Adranosite is a rare sulfate mineral typically found as small crusts or delicate crystals within volcanic fumarole vents. It is primarily identified by its occurrence at the La Fossa crater on Vulcano, where it precipitates directly from volcanic gases.
Is this adranosite?
5-step field checkRun through these checks against the specimen in your hand. The more boxes tick, the more confident the ID.
- 1Test the hardnessTry to scratch adranosite with a known reference. Adranosite sits at Mohs 2-3 — softer than the next harder reference, harder than the previous one.
- 2Check the streakDrag the specimen across an unglazed porcelain plate. Adranosite leaves a white streak.
- 3Read the lusterHold the specimen under a strong light. Adranosite typically shows a vitreous luster.
- 4Match the color rangeCompare against the expected color range: white, yellow.
- 5Look at form & habitCrystal system: tetragonal. Typical habit: tabular crystals.
Often confused with
Adranosite vs. its common look-alikes — and how to tell them apart in the field.

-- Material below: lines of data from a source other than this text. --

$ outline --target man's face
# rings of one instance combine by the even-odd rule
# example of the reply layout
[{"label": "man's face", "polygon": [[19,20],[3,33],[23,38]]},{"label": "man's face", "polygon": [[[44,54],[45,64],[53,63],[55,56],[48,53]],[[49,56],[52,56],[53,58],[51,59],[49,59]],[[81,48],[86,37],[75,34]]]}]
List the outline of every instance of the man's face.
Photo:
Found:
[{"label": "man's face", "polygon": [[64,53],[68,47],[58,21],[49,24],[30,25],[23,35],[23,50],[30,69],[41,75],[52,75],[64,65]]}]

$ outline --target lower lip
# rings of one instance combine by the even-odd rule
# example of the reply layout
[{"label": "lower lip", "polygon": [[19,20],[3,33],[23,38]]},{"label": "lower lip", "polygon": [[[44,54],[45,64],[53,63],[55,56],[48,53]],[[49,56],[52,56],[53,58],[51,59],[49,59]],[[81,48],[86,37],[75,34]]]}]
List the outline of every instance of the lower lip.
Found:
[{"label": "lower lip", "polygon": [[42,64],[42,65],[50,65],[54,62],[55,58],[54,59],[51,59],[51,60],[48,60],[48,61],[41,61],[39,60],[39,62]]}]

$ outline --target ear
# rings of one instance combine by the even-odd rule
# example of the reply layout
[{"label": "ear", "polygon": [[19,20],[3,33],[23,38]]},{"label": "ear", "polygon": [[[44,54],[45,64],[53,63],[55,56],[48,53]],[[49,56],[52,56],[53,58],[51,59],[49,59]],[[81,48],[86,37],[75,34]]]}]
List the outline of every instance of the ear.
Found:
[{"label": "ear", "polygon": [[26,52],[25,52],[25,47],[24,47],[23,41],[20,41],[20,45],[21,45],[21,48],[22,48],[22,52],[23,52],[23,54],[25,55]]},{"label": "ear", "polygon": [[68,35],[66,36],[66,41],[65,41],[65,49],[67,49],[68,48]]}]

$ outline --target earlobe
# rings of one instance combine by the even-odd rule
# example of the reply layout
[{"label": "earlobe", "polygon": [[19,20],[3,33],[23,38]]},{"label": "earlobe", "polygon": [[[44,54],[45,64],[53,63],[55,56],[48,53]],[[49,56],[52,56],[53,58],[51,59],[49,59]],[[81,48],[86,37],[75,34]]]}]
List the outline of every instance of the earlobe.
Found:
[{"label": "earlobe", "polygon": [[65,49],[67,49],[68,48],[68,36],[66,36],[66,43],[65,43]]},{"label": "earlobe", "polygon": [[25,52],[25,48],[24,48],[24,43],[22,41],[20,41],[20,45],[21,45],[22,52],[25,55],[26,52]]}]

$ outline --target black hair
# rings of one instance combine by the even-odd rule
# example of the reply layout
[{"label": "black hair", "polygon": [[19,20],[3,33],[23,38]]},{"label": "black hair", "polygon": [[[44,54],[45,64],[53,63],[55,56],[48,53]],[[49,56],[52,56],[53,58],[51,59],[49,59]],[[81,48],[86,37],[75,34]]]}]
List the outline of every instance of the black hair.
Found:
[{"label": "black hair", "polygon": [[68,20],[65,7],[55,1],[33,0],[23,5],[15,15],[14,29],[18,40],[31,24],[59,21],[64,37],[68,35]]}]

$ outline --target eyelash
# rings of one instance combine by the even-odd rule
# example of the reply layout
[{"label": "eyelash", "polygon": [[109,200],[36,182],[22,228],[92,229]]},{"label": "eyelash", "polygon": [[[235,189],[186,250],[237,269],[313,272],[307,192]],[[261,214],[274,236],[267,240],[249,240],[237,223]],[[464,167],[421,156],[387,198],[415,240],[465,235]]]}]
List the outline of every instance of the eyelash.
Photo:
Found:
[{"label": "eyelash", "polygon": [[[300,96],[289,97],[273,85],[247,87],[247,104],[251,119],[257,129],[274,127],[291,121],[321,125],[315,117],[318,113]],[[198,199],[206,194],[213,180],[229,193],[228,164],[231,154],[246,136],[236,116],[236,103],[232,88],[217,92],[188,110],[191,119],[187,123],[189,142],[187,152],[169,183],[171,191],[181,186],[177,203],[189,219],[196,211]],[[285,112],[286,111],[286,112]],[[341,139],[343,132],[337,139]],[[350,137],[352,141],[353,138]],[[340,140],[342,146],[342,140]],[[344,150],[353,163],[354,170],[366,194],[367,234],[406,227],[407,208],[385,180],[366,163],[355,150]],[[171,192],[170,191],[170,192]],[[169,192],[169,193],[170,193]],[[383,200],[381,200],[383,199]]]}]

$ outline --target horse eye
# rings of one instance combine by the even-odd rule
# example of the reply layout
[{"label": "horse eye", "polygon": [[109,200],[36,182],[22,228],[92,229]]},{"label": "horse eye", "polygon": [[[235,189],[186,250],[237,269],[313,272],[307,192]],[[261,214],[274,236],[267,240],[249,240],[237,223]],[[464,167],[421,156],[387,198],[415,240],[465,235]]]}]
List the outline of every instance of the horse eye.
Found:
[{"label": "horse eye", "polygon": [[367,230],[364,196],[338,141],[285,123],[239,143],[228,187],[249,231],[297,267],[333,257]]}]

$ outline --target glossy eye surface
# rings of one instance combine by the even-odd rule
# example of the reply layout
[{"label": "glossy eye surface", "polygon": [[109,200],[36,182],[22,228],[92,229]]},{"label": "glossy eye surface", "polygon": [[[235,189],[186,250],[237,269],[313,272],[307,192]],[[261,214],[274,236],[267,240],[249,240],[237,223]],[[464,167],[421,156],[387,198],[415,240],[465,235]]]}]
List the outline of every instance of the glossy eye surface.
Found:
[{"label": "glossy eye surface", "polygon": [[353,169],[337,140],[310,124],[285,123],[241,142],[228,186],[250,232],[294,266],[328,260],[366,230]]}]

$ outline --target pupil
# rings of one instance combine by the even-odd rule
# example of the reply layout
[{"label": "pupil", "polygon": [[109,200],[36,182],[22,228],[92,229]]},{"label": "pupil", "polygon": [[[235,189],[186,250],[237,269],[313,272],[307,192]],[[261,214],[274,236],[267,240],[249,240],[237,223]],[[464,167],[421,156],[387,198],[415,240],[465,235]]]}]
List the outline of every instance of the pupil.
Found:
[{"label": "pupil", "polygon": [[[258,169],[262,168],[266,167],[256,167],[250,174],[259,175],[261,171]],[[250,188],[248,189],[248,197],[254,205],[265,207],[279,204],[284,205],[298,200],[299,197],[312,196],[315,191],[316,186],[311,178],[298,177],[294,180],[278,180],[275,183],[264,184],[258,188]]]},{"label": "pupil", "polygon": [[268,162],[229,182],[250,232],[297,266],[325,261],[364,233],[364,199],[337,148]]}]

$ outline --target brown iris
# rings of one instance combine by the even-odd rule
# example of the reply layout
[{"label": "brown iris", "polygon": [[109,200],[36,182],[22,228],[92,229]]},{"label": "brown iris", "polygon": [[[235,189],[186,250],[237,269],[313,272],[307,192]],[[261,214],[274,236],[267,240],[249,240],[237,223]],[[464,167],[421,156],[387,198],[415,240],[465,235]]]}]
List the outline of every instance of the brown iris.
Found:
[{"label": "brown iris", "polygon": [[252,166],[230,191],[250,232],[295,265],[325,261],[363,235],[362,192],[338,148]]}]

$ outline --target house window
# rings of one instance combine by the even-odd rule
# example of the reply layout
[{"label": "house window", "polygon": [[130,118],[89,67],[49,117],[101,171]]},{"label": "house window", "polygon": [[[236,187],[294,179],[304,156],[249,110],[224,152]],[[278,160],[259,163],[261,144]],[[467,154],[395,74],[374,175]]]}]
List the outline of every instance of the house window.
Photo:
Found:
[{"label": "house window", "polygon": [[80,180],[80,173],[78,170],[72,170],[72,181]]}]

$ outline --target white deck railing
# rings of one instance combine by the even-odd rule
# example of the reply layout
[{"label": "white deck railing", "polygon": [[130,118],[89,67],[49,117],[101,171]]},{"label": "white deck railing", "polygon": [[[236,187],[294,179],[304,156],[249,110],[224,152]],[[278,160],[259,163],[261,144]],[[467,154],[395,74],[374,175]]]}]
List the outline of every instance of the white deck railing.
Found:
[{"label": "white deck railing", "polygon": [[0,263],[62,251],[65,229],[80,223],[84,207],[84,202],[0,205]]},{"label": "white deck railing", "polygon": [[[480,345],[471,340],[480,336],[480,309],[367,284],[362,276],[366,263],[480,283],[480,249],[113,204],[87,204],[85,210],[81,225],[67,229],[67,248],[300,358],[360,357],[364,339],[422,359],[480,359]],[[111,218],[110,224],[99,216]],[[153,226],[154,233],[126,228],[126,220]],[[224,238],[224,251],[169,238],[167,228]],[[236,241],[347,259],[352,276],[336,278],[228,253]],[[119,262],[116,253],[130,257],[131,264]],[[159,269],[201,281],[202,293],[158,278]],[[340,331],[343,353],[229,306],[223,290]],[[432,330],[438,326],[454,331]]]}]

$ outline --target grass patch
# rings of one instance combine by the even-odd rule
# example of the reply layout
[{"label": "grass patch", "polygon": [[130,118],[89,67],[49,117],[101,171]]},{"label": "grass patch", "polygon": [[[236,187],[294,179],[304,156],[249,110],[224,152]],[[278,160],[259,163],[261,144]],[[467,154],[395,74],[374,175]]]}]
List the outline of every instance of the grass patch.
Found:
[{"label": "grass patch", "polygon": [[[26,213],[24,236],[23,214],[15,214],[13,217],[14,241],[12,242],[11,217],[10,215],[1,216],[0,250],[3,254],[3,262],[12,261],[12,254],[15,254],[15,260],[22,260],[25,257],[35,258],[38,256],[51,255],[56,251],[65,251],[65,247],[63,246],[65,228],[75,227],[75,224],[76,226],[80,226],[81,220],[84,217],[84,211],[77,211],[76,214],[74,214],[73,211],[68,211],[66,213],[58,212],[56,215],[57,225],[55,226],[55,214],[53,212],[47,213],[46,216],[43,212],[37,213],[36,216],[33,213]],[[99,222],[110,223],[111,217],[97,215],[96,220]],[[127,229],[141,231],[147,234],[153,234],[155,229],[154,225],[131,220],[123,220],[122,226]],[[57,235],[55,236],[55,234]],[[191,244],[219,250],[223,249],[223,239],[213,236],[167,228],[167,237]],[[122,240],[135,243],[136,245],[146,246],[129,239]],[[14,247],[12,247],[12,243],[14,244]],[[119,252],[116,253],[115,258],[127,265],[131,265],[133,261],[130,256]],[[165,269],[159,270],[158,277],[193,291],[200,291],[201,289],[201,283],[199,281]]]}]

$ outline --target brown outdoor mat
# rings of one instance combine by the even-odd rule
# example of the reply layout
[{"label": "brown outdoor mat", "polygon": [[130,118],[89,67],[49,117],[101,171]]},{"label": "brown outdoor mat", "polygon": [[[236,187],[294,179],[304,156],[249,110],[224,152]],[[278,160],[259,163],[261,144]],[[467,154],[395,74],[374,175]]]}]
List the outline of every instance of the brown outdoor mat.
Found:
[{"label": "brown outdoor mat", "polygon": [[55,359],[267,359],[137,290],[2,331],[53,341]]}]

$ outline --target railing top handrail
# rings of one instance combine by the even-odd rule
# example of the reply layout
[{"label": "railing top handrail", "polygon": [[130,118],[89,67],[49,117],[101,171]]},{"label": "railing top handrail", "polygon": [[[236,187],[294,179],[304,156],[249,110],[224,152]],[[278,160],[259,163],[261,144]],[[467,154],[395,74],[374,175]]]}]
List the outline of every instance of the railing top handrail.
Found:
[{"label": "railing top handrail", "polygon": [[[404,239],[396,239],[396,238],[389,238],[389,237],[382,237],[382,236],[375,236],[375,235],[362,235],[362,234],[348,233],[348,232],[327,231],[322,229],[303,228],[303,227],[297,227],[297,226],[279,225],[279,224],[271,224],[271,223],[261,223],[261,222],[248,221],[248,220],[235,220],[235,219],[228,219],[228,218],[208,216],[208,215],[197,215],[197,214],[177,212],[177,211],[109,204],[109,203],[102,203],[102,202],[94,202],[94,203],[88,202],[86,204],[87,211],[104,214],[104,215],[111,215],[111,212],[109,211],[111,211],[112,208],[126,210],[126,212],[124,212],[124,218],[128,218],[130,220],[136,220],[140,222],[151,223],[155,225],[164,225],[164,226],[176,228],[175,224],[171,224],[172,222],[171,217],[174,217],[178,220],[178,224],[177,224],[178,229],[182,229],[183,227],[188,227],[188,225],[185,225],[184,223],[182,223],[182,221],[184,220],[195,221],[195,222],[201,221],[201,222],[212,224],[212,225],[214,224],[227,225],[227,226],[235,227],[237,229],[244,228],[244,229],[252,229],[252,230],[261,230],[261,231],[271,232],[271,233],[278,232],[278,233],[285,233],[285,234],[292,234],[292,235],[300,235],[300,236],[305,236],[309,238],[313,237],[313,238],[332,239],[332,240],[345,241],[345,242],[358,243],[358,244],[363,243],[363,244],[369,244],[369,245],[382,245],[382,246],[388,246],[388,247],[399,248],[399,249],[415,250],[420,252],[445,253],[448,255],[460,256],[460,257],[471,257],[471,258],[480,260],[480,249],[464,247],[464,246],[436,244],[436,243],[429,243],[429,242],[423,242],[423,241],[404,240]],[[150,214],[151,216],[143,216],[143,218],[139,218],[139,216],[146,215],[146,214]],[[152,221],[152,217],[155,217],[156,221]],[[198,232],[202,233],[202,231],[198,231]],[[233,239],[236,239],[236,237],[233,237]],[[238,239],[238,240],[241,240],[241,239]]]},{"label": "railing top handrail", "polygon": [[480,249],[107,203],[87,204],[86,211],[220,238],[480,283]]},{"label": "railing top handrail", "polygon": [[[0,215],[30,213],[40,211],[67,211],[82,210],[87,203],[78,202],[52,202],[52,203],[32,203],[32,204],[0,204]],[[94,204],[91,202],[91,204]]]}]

Often found alongside adranosite
Minerals reported to co-occur with adranosite. Spotting these in float or country rock is a strong cue you are in the right ground.
All properties
- Chemical formula
- (NH₄)₄NaFe₂ (SO₄)₄Cl(OH)₂
- Mohs hardness
- 2-3
- Density
- 2.73 g/cm³
- Streak
- White
- Luster
- Vitreous
- Transparency
- Translucent
- Crystal system
- Tetragonal
- Crystal habit
- Tabular Crystals
- Cleavage
- None Observed
- Rarity
- Rare
- Uses
- Collector
- Host rock
- Fumarolic Encrustations On Volcanic Rock
- Typical price
- $50-300 per specimen
Where rockhounds find adranosite
Classic worldwide localities
- La Fossa crater, Vulcano, Aeolian Islands, Italy
Field-hunting tip
Look in fumarolic encrustations on volcanic rock country — that is the host setting where adranosite typically forms. If you start seeing sulphur, sal-ammoniac, bismutite in float, you are in the right ground. Field specimens usually show a tabular crystals habit, so train your eye for that shape before scanning the outcrop.